The sun was out today, at last, when I woke this morning after a week of snow and dirty skies in West Yorkshire. The ice is slowly melting, as the song goes.
I took the dog straight out for an early walk and as I walked, reflected on the last few days of planning, reading and thinking about using my a-n Re:view bursary.
For the bursary I identified three artists I respect working in Bradford and Leeds, across a spread of practices within broadly defined ‘socially engaged’ contexts both within and out with institutional frameworks:
Caroline Hick: Artist, curator and Fellow in Visual Arts at the University of Bradford,
Andy Abbott: Artist, musician and writer and Fellow in Music at the University of Bradford.
Sarah Spanton: Artist, director of Waymarking; former director of New Work Yorkshire; founder member of Leeds Creative Timebank.
Caroline Hick and Andy Abbott are collaborating on the upcoming exhibition ’Fieldworks: Co-researching Self-organised Culture’ : http://www.brad.ac.uk/gallery/whats-on/spring-summ…
These are practitioners who I know and have worked with in various capacities in the past but whom I would not otherwise have the opportunity for structured and formal discussion about my work. I’m very grateful to a-n for the bursary which will enable me to do this.
I hope to gain from the experience of these practitioners to develop my knowledge of methodologies in participatory and collaborative working and co-research which I then can apply to my own projects; and to critically discuss ethics and politics of participation (including power, ownership, access, hierarchy, authorship) which will help me to identify the socio-political contexts I want to locate my practice (e.g. co-operative or critical in relation to market and state institutions ).
My first sessions are going to be with Andy Abbott in April, who I want to talk to among other things, about art, activism and DIY culture, aesthetics, ethics and the politics of participation – so this week I’ve been doing a bit of thinking and reading around these areas, mostly the following essays:
Claire Bishop’s essay ‘The Social Turn and Its Discontents’ downloadable here: mafineartcontemporarypractice.files.wordpress.com/2010/…/claire–bishop.pdf
‘Francis Alys: When Faith Moves Mountains’ an essay on his work by Jean Fisher
and” Lessons in Futility: Francis Alÿs and the Legacy of May ’68” Grant Kester.
(downloadable here) www.grantkester.net/resources/Third+Text.pdf
As I walked this morning I thought about some of the ideas posited in the essays, particularly the arguments and counter arguments of Bishop and Kester around ethics and aesthetics of social practices and the nature of subjectivity. Is there, as Kester suggests, a
“privileging of dissensus over consensus, rupture and immediacy over continuity and duration, and distance over proximity, intimacy, or integration.” ?
I came home and waiting for porridge to cook, stumbled on Twitter across a link to Polly Toynbee’s column “Benefit cuts: Monday will be the day that defines this government” – a deeply depressing read about the government’s savage cuts that will push thousands of the UK’s poorest people into destitution.
http://www.guardian.co.uk/commentisfree/2013/mar/2…
“…disability living allowance starts converting into personal independence payment with a target to remove 500,000 people in new Atos medical tests…. jobcentre staff are under orders to find any sanction to knock people off benefits.

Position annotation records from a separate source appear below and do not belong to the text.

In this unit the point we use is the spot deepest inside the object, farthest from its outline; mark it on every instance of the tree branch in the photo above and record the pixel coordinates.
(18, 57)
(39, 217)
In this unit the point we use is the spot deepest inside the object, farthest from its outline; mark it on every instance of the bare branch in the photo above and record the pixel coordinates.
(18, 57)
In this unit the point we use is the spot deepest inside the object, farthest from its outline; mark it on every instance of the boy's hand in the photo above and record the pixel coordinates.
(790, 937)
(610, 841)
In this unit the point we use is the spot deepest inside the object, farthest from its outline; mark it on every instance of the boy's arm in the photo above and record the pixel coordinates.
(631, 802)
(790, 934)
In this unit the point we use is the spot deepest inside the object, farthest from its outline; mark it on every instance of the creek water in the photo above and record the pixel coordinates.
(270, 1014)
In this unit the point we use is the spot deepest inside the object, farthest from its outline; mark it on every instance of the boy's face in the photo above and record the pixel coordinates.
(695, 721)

New obstacles are strewn in their path: people must apply for their benefits online from computers they don’t possess; many of these claimants are semi-literate. When in dire straits, there will be no more crisis loans, only a card for buying food, with not a penny for bus fares. Trussell Trust food banks expect a great surge of the hungry, so they ask everyone to donate the price of an Easter egg…On Monday the budget of Citizens Advice for such cases falls from £22m to £3m. The few emergency cases still covered – families facing instant eviction – can only use a phone service, not face-to-face legal help. Law centres will close. There will be no help on school exclusions, landlord or employer harassment, or failure to pay wages.”
Immediately none of the stuff about the nature of subjectivity or the ethics of participation seems to matter, or be relevant. How can art change this desperate situation? A friend tweeted me:”Its up to artists to dream a better alternative” But how?
The only response I can feel now is despair.